ActiveRecord: How to order and retrieve records in a greatest-n-per-group situation


I'm stuck with a classic greatest-n-per-group problem, where a cat can have many kittens, but I'm usually just interested in the youngest.

I already do know how to build a scope and a has_one relation for the Cat.

My question: Is there a way to...

  1. list all cats' names together with their youngest kittens' names...
  2. while at the same time ordering them by their respective youngest kitten's name...

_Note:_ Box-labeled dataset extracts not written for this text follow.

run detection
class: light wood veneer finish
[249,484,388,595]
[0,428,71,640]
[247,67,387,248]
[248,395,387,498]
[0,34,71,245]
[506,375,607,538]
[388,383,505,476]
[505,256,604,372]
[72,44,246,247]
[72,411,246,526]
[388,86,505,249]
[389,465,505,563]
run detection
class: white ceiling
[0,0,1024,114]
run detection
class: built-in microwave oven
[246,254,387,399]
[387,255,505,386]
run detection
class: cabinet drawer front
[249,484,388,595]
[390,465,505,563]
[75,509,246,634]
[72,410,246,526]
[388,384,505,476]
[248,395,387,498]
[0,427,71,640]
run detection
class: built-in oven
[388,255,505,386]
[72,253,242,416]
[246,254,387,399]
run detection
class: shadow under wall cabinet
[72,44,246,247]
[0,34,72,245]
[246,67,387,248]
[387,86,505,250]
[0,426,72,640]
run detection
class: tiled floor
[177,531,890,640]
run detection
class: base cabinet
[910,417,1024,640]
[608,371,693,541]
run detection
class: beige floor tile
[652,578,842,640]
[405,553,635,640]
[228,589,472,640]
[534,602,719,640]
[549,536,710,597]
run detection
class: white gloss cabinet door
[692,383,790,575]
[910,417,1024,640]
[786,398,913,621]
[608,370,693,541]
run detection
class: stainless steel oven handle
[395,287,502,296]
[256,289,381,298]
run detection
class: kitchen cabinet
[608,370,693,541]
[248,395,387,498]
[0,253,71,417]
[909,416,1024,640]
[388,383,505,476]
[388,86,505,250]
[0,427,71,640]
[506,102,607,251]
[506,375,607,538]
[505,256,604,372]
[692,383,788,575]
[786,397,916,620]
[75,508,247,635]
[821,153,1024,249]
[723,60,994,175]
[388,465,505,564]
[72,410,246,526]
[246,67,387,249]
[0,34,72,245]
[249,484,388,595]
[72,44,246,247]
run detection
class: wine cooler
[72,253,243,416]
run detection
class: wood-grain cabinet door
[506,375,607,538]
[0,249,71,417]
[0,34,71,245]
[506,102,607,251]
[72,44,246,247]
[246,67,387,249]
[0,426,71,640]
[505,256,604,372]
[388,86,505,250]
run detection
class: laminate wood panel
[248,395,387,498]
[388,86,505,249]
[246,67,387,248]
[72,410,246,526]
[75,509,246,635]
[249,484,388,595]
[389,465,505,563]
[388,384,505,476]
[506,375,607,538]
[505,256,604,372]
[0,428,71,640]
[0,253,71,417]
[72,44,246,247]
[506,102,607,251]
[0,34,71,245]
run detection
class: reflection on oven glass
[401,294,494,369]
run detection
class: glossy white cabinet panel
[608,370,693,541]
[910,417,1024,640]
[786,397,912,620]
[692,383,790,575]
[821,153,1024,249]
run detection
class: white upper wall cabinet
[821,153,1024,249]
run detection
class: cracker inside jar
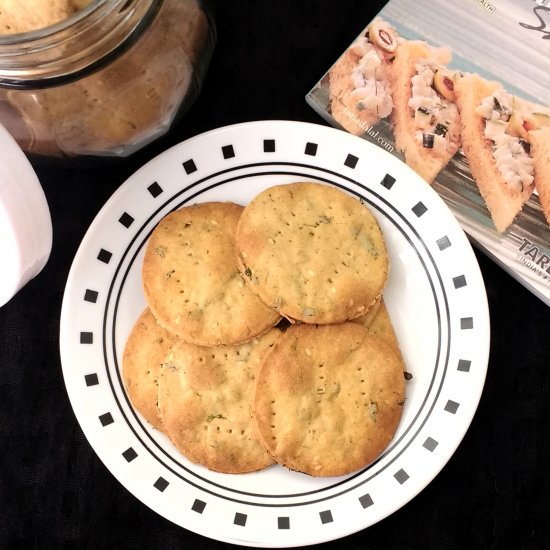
[0,0,213,157]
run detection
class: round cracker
[142,202,280,346]
[236,182,389,324]
[253,322,405,476]
[122,308,177,429]
[158,329,280,474]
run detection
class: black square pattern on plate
[183,159,197,175]
[445,399,460,414]
[453,275,468,288]
[304,141,317,157]
[460,317,474,330]
[97,248,113,264]
[191,498,206,514]
[422,437,439,453]
[84,288,99,304]
[436,236,451,250]
[84,373,99,387]
[80,332,94,344]
[456,359,472,372]
[264,139,275,153]
[277,516,290,529]
[380,174,395,189]
[393,468,409,485]
[222,145,235,160]
[147,181,162,199]
[412,202,428,218]
[359,493,374,508]
[319,510,334,524]
[118,212,134,229]
[233,512,248,527]
[153,477,170,493]
[99,413,114,427]
[344,154,359,168]
[122,447,137,462]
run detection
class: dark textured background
[0,0,550,550]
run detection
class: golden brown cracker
[0,0,78,34]
[159,329,280,473]
[236,182,389,324]
[253,323,405,476]
[142,202,280,346]
[122,308,177,428]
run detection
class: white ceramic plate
[61,121,490,547]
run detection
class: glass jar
[0,0,215,157]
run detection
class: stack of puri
[123,182,412,476]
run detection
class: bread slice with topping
[392,40,460,183]
[455,74,534,232]
[529,127,550,229]
[329,18,398,136]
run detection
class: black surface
[0,0,550,550]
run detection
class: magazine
[306,0,550,305]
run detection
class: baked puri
[391,41,460,183]
[253,322,405,476]
[142,202,280,346]
[236,182,389,324]
[122,308,177,429]
[455,74,533,232]
[328,18,398,135]
[159,328,280,474]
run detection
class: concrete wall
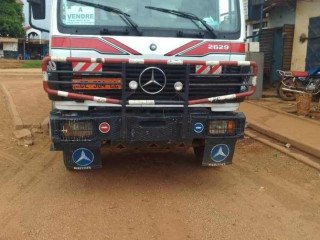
[291,0,320,71]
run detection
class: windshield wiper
[67,0,142,36]
[145,6,217,38]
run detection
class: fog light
[174,82,183,92]
[62,121,93,138]
[129,81,139,90]
[209,120,235,135]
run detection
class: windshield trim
[57,0,241,40]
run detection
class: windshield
[59,0,240,38]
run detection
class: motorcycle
[277,66,320,101]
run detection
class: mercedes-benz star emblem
[139,67,167,95]
[150,43,158,51]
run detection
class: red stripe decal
[51,37,70,48]
[103,37,142,55]
[79,63,91,72]
[93,64,102,72]
[51,37,127,55]
[165,40,202,56]
[179,42,245,57]
[70,38,124,55]
[210,66,221,74]
[197,65,208,74]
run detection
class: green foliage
[0,0,25,38]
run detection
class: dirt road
[0,72,320,240]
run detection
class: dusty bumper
[50,111,245,169]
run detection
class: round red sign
[99,122,111,134]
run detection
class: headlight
[209,120,235,135]
[62,121,93,138]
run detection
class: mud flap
[202,139,237,167]
[63,146,102,170]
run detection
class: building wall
[268,7,296,28]
[291,0,320,71]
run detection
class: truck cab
[29,0,258,170]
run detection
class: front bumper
[50,109,245,146]
[50,109,245,170]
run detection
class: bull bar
[42,56,258,106]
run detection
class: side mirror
[27,0,46,20]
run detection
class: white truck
[28,0,258,170]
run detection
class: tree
[0,0,25,38]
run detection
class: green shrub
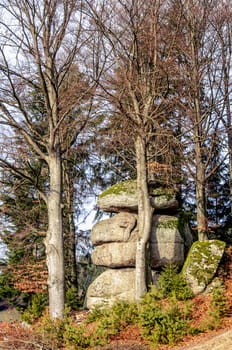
[139,293,191,345]
[64,324,91,349]
[204,283,228,329]
[158,265,193,300]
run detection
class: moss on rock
[182,240,225,294]
[99,180,136,198]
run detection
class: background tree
[92,0,181,299]
[0,0,99,318]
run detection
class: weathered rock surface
[91,212,138,246]
[86,268,135,309]
[150,215,184,268]
[92,242,136,268]
[150,188,179,212]
[97,180,179,213]
[97,180,138,213]
[182,240,226,295]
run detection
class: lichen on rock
[182,240,225,295]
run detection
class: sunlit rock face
[86,181,192,309]
[182,240,226,295]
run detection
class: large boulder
[97,180,179,213]
[92,242,136,268]
[182,240,226,295]
[150,187,179,212]
[86,268,135,309]
[97,180,138,213]
[150,215,184,269]
[91,212,138,246]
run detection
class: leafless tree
[0,0,97,318]
[89,0,180,299]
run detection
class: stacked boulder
[86,181,192,309]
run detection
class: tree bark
[135,136,153,300]
[45,151,65,319]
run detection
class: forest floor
[0,247,232,350]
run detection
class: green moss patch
[182,240,225,288]
[99,180,137,198]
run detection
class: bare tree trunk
[45,152,65,319]
[196,154,208,241]
[135,136,153,300]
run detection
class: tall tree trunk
[135,136,153,300]
[196,157,208,242]
[45,151,65,319]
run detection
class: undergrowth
[33,266,228,350]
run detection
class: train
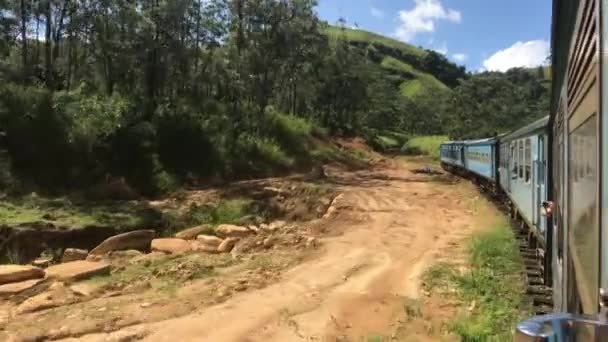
[440,0,608,341]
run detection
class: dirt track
[58,161,498,341]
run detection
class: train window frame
[517,139,526,179]
[511,141,519,176]
[524,138,532,184]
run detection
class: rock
[89,230,155,255]
[196,235,223,248]
[108,249,144,260]
[215,224,253,238]
[191,240,219,253]
[268,221,287,232]
[152,238,192,254]
[262,237,275,248]
[32,257,53,268]
[175,224,213,240]
[130,252,166,264]
[17,282,73,314]
[306,237,317,248]
[85,254,103,262]
[46,260,110,280]
[0,278,44,297]
[0,265,44,285]
[217,238,239,253]
[238,215,264,226]
[61,248,89,262]
[70,282,101,297]
[263,186,285,197]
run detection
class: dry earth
[5,159,497,342]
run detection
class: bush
[155,107,220,179]
[233,134,294,174]
[401,135,448,160]
[0,85,77,187]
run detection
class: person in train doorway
[540,201,554,217]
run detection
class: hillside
[326,26,457,98]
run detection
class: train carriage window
[511,142,517,174]
[517,140,525,179]
[524,138,532,183]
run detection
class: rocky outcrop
[152,238,192,254]
[0,278,44,298]
[89,230,155,255]
[196,235,222,248]
[217,238,239,253]
[0,265,44,285]
[215,224,253,238]
[175,224,213,240]
[46,260,110,281]
[61,248,89,262]
[16,283,74,314]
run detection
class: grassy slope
[326,26,449,97]
[423,222,529,341]
[326,26,426,58]
[0,112,368,230]
[402,135,448,160]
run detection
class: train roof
[462,137,496,145]
[500,115,549,141]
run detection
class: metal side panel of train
[516,0,608,341]
[440,141,464,167]
[464,138,496,181]
[498,116,549,246]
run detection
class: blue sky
[317,0,551,71]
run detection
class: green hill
[326,26,464,98]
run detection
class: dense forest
[0,0,548,195]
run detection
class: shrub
[155,106,220,178]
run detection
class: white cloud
[370,7,384,19]
[395,0,462,41]
[452,53,469,63]
[483,40,550,71]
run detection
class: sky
[317,0,551,72]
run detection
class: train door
[507,141,517,193]
[533,134,547,236]
[565,0,600,328]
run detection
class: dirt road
[64,161,496,341]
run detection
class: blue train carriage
[498,116,549,247]
[464,138,498,184]
[439,141,464,171]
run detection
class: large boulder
[217,238,239,253]
[46,260,110,281]
[215,224,254,238]
[89,230,155,255]
[61,248,89,262]
[175,224,213,240]
[16,283,74,314]
[196,234,222,248]
[152,239,192,254]
[0,278,44,298]
[0,265,44,285]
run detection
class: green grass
[380,56,418,74]
[0,195,154,229]
[89,254,235,295]
[165,198,256,234]
[325,25,427,58]
[423,225,528,341]
[381,56,449,97]
[401,135,448,160]
[399,80,423,97]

...using just a single SELECT under the hood?

What I got so far:

class Cat < ApplicationRecord
  has_many :kittens

  has_one :youngest_kitten, -> { merge(Kitten.youngest) }, foreign_key: :cat_id, class_name: :Kitten

  scope :with_youngest_kittens, lambda {
                                joins(:kittens)
                                  .joins(Kitten.younger_kittens_sql("cats.id"))
                                  .where(younger_kittens: { id: nil })
                              }
end

class Kitten
  belongs_to :cat
  scope :youngest, lambda {
    joins(Kitten.younger_kittens_sql("kittens.cat_id"))
      .where(younger_kittens: { id: nil })
  }

  def self.younger_kittens_sql(cat_field_name)
    %{
      LEFT OUTER JOIN kittens AS younger_kittens
      ON younger_kittens.cat_id = #{cat_field_name}
        AND younger_kittens.created_at > kittens.created_at
    }
  end
end

When I run Cat.with_latest_kittens.order('kittens.name').map(&:name) everything looks fine: I get all the cats' names with just a single SELECT.

But when I run Cat.with_latest_kittens.order('kittens.name').map {|cat| cat.youngest_kitten.name}, I get the right result too, but a superfluous additional SELECT per cat is executed. Which is just logical, because the with_youngest_kittens doesn't know it should populate youngest_kitten. Is there a way to tell it or am I going about this all wrong?


Solution

  • I think adding an includes to your :with_youngest_kittens scope will fix the problem. Try changing the scope to

      scope :with_youngest_kittens, lambda {
        includes(:youngest_kitten)
          .joins(:kittens)
          .joins(Kitten.younger_kittens_sql("cats.id"))
          .where(younger_kittens: { id: nil })
      }
    

    This should prevent Rails from making a separate database query for every kitten.